Fürth. Joachim Gauck gab sich ganz unstaatsmännisch. Im offenen Hemd und sichtlich überwältigt von dem gewaltigen Medienansturm präsentierte sich der designierte Bundespräsident am Freitagabend in Fürth zum ersten Mal seit seiner Nominierung einer größeren Öffentlichkeit. Lediglich die überall präsenten Sicherheitsleute, die emsig bemüht waren, die Journalisten in dem engen Jugendstil-Gebäude im Zaum zu halten, ließen etwas von der Prominenz des Berliner Gastes erahnen.

+++Gauck reist mit Personenschutz zu Lesung in Fürth+++

Schon vor einem Jahr hatte der frühere Chef der Stasi-Unterlagenbehörde in Fürth den Abschluss seiner Lesereise geplant, bei der er sein Buch „Winter im Sommer – Frühjahr im Herbst“ vorstellte. Eine Absage kam dem 72-Jährigen auch nach seiner Nominierung für das höchste Staatsamt wohl gar nicht in den Sinn. Die Veranstalter platzen geradezu vor Stolz über den prominenten Gast und sprachen von einem "historischen Moment“ in der Geschichte der Fürther Comödie.

Gauck bemühte sich sichtlich, möglichst wenig präsidial zu wirken. Als sein Schlusswort dann doch etwas getragen herüberkam, rief er sich selbst schmunzelnd zur Mäßigung auf. "Da bin ich schon bei großen Gefühlen, als käme ich von woanders her“, rief er ins lachende Publikum.

Auf seine künftige Rolle als deutsches Staatsoberhaupt ging Gauck während der knapp zweistündigen Lesung nur mit kurzen Bemerkungen ein. So meinte der 72-Jährige, der zusammen mit seiner Lebensgefährtin Daniela Schadt und seiner erwachsenen Tochter Gesine nach Fürth gekommen war, räuspernd gegen Ende der Lesung: "Ich muss mich schonen, ich habe noch ein anstrengendes Leben vor mir.“ Aktuelle Politik ließ Gauck gänzlich unkommentiert.
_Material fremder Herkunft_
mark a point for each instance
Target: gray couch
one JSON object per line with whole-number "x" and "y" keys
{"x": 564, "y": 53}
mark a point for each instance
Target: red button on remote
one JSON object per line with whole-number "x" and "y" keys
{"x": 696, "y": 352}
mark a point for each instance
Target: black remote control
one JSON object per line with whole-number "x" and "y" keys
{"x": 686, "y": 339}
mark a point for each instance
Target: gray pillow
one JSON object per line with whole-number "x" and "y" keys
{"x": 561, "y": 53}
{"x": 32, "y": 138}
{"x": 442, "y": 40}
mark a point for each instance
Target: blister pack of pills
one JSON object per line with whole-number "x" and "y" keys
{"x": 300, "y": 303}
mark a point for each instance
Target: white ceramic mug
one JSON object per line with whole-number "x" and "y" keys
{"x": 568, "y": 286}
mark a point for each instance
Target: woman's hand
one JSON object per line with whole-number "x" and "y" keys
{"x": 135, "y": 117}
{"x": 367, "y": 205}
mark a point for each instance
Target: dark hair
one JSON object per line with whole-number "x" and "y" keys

Der bemerkenswerteste Moment war wohl der, als Gauck seine Tochter Gesine völlig überraschend dem Publikum vorstellte. Als er aus dem Buchkapitel las, in dem er den Entschluss seiner Tochter schilderte, anders als ihre Brüder in der DDR zu bleiben, warf er der in der ersten Reihe sitzenden Frau einen Blick zu und bat sie aufzustehen: "Das ist meine Tochter Gesine. Sie ist extra aus Bremen gekommen, um ihren Vater lesen zu hören.“ (abendblatt.de/dpa)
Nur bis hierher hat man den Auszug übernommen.